A Russian appeals court on Monday upheld a nine-year prison sentence for Trevor Reed, a former United States Marine who was convicted last year of endangering the lives of two police officers in August 2019, charges he denies.
US Ambassador John Sullivan, who returned to Moscow last week after leaving in April amid a diplomatic crisis, said he regretted the court’s decision.“Today marks another sad milestone as Trevor Reed’s appeal was denied,” Sullivan said, in comments shared on Twitter by the embassy’s spokesperson.
“[It is] another absurd miscarriage of justice in Russia as the world watches,” Sullivan saidReed’s defence team plans to lodge a further appeal, the RIA news agency cited Reed’s lawyer as saying.
Reed, at the time a student from Texas, allegedly attacked police while drunk after attending a party in Moscow.

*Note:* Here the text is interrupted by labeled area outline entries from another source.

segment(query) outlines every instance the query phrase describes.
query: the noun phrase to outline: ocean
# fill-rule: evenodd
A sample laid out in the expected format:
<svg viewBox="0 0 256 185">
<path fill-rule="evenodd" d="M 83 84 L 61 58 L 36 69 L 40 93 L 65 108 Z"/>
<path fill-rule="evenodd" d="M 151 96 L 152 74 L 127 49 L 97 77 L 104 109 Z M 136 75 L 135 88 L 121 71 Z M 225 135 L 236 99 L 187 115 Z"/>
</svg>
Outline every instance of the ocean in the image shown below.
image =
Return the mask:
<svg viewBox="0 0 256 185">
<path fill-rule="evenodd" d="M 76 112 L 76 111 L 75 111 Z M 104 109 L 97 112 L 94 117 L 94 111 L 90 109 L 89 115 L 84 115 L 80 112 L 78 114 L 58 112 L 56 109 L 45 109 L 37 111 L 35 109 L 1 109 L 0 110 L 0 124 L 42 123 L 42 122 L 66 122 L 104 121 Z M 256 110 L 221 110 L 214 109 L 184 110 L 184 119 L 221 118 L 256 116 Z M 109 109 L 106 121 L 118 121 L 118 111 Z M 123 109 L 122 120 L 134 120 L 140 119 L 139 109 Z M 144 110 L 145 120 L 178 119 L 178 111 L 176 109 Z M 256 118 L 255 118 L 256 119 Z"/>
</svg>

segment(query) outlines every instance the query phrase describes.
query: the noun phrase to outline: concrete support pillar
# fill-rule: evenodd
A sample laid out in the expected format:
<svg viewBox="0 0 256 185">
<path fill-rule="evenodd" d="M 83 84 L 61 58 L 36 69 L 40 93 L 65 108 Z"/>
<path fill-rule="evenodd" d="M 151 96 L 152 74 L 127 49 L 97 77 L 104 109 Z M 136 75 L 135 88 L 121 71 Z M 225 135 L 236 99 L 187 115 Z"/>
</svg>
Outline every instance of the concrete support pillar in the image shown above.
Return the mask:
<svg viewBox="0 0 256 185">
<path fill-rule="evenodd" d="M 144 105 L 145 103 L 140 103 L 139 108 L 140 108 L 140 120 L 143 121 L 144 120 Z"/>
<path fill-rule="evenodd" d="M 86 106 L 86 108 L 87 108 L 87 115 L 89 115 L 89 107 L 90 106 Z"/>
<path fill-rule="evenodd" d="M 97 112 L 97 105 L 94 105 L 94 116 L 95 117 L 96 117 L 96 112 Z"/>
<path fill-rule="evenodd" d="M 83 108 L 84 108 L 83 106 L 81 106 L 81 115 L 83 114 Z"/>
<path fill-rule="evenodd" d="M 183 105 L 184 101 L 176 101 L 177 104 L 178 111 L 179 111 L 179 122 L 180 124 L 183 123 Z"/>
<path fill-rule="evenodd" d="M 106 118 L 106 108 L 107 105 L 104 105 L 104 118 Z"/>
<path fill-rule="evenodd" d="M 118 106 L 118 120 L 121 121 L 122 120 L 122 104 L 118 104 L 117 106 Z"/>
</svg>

His family has cited what they say are irregularities in the proceedings and said the prosecution’s request for a nearly 10-year sentence was excessive.
“This is completely a political case,” Reed told journalists after his guilty verdict in July 2020. “I will be asking my government for political support.”
Russian President Vladimir Putin and his US counterpart President Joe Biden discussed the topic of prisoner swaps at talks in Geneva this month.
Biden and Putin agreed in Geneva to hold talks on arms control and to return their respective ambassadors to their posts, but discord remained between Washington and Moscow on human rights, cyberattacks, election interference and Ukraine.
The meeting on June 16 was the first between the two leaders since Biden took office in January, and lasted for more than three hours.